What I realised was that many were looking at the big picture and seeing where major SR points were and trading inbetween them, riding resistance down to support or support all the way back to resistance areas. Note that it was Major SR areas.
Yes some of their risks were bigger than I would take, perhaps 20% or so. But when I'm trading for example and use a 5% risk, that's only 5% of my account. Not 5% of my total money available. So I'm not concerned too much with all the advice about only risking 1% to 3%, but I do keep it sensible at up to around 6% or so. (only a guideline as I use $ risk and not %).
So I just stopped focussing on the money side of things and looked at how they got the pips.
There is another website somewhere called Double in a Day - where they trade mostly 15m & 1hr charts, basically channel trading and try to double their account in a day with 100 pip run. Seems to work sometimes. However, what struck me again was that it was possible - and once again, they enter multiple times. They use auto entries at 40% of the run, 60% etc. I'm not keen on that - I prefer to use PA to guide me on where to enter.
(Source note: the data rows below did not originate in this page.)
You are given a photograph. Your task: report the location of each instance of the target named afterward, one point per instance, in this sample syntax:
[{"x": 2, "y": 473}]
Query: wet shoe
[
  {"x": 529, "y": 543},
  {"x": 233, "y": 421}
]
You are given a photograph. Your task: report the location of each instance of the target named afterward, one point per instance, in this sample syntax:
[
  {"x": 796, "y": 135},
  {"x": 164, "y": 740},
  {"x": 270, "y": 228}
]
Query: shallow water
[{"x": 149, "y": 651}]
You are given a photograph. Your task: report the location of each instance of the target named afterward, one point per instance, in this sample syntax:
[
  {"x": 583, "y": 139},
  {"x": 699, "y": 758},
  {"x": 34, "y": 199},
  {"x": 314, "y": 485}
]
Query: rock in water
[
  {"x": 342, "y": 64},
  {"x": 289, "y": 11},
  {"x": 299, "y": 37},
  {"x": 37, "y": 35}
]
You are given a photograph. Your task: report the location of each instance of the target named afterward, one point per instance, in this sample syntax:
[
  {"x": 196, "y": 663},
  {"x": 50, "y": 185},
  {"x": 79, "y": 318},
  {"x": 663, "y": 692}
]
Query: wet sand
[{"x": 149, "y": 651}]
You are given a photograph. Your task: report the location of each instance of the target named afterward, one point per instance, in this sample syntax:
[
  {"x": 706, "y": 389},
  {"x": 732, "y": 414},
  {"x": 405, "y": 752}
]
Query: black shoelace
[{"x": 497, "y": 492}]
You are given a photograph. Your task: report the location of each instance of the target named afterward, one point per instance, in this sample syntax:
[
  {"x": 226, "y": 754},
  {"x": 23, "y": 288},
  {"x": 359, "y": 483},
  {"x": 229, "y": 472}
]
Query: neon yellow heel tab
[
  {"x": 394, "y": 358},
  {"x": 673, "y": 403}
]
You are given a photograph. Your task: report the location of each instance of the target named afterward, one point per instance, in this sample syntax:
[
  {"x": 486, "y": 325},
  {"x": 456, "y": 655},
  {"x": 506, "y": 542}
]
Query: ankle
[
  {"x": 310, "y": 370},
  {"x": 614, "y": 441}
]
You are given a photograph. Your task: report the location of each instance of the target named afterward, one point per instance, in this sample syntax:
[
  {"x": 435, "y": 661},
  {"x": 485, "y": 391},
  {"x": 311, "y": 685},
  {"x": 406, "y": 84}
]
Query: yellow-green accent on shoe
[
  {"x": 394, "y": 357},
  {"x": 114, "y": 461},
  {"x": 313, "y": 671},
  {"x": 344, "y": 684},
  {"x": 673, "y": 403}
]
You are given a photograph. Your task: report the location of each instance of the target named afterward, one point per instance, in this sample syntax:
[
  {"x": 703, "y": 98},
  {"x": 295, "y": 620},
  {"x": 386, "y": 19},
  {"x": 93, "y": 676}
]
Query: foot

So, what's the upshot? It made me look at how to gain maximum pips. The $ comes from risk mgt and can come later - but gaining the pips was an eye opener for me and I put the focus very much on to that goal - get as many pips as possible and how to manage the trades and stops to keep risk constant and sensible.
I remember one of the contest winners saying - if you can work out how to do this, you only need to do it once, then you will always know how to do it. Your life changes as you stop trading all the time. Trade every couple of months or so focussing on the big picture, but when you're trading a run, you're flat out doing it. Then have a break. Take your money out of your account and leave enough there for the next run. Go invest that money in something else - pay off debts, property etc. The next time you're trading, you're trading with money you didn't have in the first place.
Anyway, a bit boring I know but that's what made me focus on multiple entries.